Note: This post contains spoilers for ‘Game of Thrones’ including Season 8 Episode 4 which aired today
When will Game of Thrones stick to what works?
There are two episodes left, so hopefully some time in the next fortnight.
The first half of this week’s episode was the Game of Thrones we have come to know and love; as with the first two episodes of this season focused on what has always made it stand out, let’s say it together; characters.
Yes the show has always managed a grand sweeping sense of epic but these most memorable moments come not from the battles, many of which blend together, but the dynamics which are so memorable and speak to the sense of scale the show ever-pursues.
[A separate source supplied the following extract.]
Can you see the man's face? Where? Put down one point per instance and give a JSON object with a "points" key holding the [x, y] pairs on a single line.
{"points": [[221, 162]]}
Whether it be Tyrion and Varys plotting (with both performers respectively exhibiting their best singular episode performance in years), Arya’s reply to Gendry, his own rapid ascension, Tormund’s antics (as ever), the increasingly endearing Gregor Clegane, Jon and Daenery’s particular complexities or, most significantly, the long-anticipated development in Jamie and Brienne’s relationship, the first act had so much going for it and is repeatedly watchable.
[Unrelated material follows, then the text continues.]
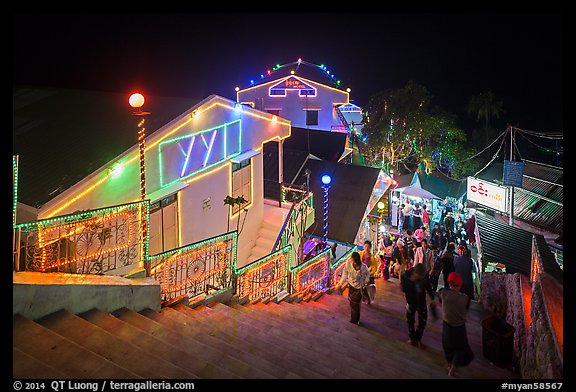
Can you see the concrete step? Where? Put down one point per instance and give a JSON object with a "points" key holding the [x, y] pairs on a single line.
{"points": [[155, 346], [256, 339], [25, 366], [107, 345], [330, 351], [186, 343], [205, 331], [69, 358]]}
The final stretch, in a not dissimilar regard, is also duly compelling as several character arcs reach an edge of the seat peak; anyone spoiling what happens and other episode tid-bits should know better..
The second act wreaks regardless of those problems that the show’s creators had two years to learn from following season 7 and apparently haven’t. The narrative and time jumps, some stretching to weeks, are even more frustrating following a grounded first half that took place over the course of about 24 hours. We launch lengths between key encounters, something the early series never did. Cast your mind back to the first episodes; a whole chapter was dedicated simply to travelling down the King’s Road, or entire episodes to trekking from Storm’s End to the Capital, something that took a simple cut this time around.
Without a sense of time and the weariness of traversing Westeros (estimated at about the size of South America) and only hinted at in passing as regards characters sight unseen, it’s harder to garner that sense of investment or believability which comes from seeing a sturdied journey reach it’s fulcrum that so recommended the arcs of the earlier series; here packaged into mere minutes.
Moreover, viewers are just sick of stupid decisions. No it is not an ‘ambush’ when you near your opponent’s stronghold and your whole army are fully aware that the most competent fleet in the known world have likely set out to meet you. Watching a dragon fall from the sky is transfixing and yes the immediacy and suddenness of the event lent itself to what could have been a battle resounding with urgency yet it was over all too quickly.
Why a scout was not sent ahead and Daenery’s attack did not come from the rear I’ll never know, nor just why the fleet and remaining dragons arrived in King’s Landing whole weeks ahead of the impending northern army counter to the agreed plan.
All up reliably thrilling if repeatedly eyeroll-worthy, this latest is still an exciting herald of things to come.